May 24th: Passes the +4.8 magnitude star 17 Monocerotis.
May 28th: New Moon occurs, marking the return of the Moon to early evening skies.
May 29th: Passes the +4.7 magnitude star 15 Monocerotis.
May 30th: Passes the Christmas tree cluster. Photo op!
May 31st: The waxing crescent Moon passes less than 8 degrees from Comet Jacques.
June 1st: Comet Jacques reaches naked eye visibility?

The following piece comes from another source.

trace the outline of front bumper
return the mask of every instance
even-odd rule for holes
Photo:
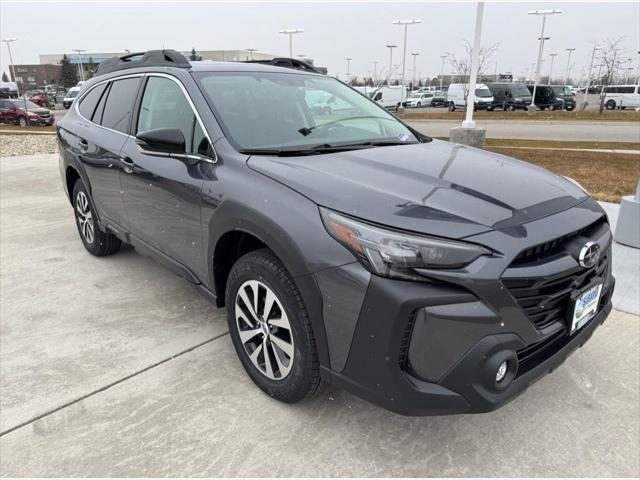
[[[354,280],[357,278],[365,284],[366,294],[358,301],[359,308],[352,308],[359,314],[349,338],[348,354],[343,355],[346,360],[337,365],[332,355],[333,368],[323,367],[323,376],[404,415],[488,412],[515,398],[582,346],[611,311],[615,286],[611,275],[611,234],[594,203],[585,202],[532,222],[528,228],[529,244],[514,240],[513,250],[503,258],[487,259],[460,272],[458,277],[445,278],[448,273],[442,273],[442,282],[435,276],[429,283],[374,275],[369,278],[358,273],[357,268],[364,270],[359,264],[339,267],[335,277],[348,283],[334,287],[333,298],[327,299],[323,291],[325,302],[336,303],[342,296],[352,301],[353,292],[358,289]],[[605,254],[600,266],[580,270],[570,255],[555,253],[546,263],[533,262],[526,268],[513,263],[523,245],[528,249],[550,240],[549,231],[565,228],[563,234],[568,234],[585,225],[590,225],[589,235],[602,242]],[[503,235],[496,232],[476,236],[480,237],[487,244],[492,238],[504,241]],[[571,242],[575,238],[571,237]],[[508,250],[505,247],[503,252]],[[518,284],[524,281],[525,270],[539,275],[531,288],[549,289],[549,285],[562,280],[575,282],[576,288],[581,289],[594,276],[601,279],[598,313],[573,335],[567,333],[564,321],[567,303],[550,304],[546,315],[540,316],[535,308],[527,313],[530,307],[520,303],[526,299],[519,298],[513,290],[528,292],[529,287]],[[322,277],[319,284],[325,288]],[[549,296],[553,295],[555,292]],[[558,309],[562,312],[554,313]],[[336,330],[342,337],[348,333],[344,321],[333,327],[331,323],[327,325],[329,332]],[[330,350],[335,349],[334,344],[329,342]],[[504,360],[510,365],[509,381],[497,385],[496,369]]]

June 6th: Crosses into the constellation Gemini.
June 11th: Crosses into the constellation Taurus.
June 13th: Full Moon occurs.
June 14th: Crosses the galactic plane.
June 21st: Passes into the field of view of SOHO’s LASCO C3 camera.
June 27th: New Moon occurs.
July 2nd: Reaches perihelion at 0.6638 A.U. from the Sun.
July 8th: Crosses north of the ecliptic plane.
July 13th: Passes 0.085 A.U. from Venus.
August 28th: Passes 0.56 A.U. from Earth.
And thus, Comet Jacques joins the parade of fine binocular comets in the 2014 night sky, as the stage is set for Act 2 this fall. And keep in mind, the next “big one” could grace our skies at anytime… more to come!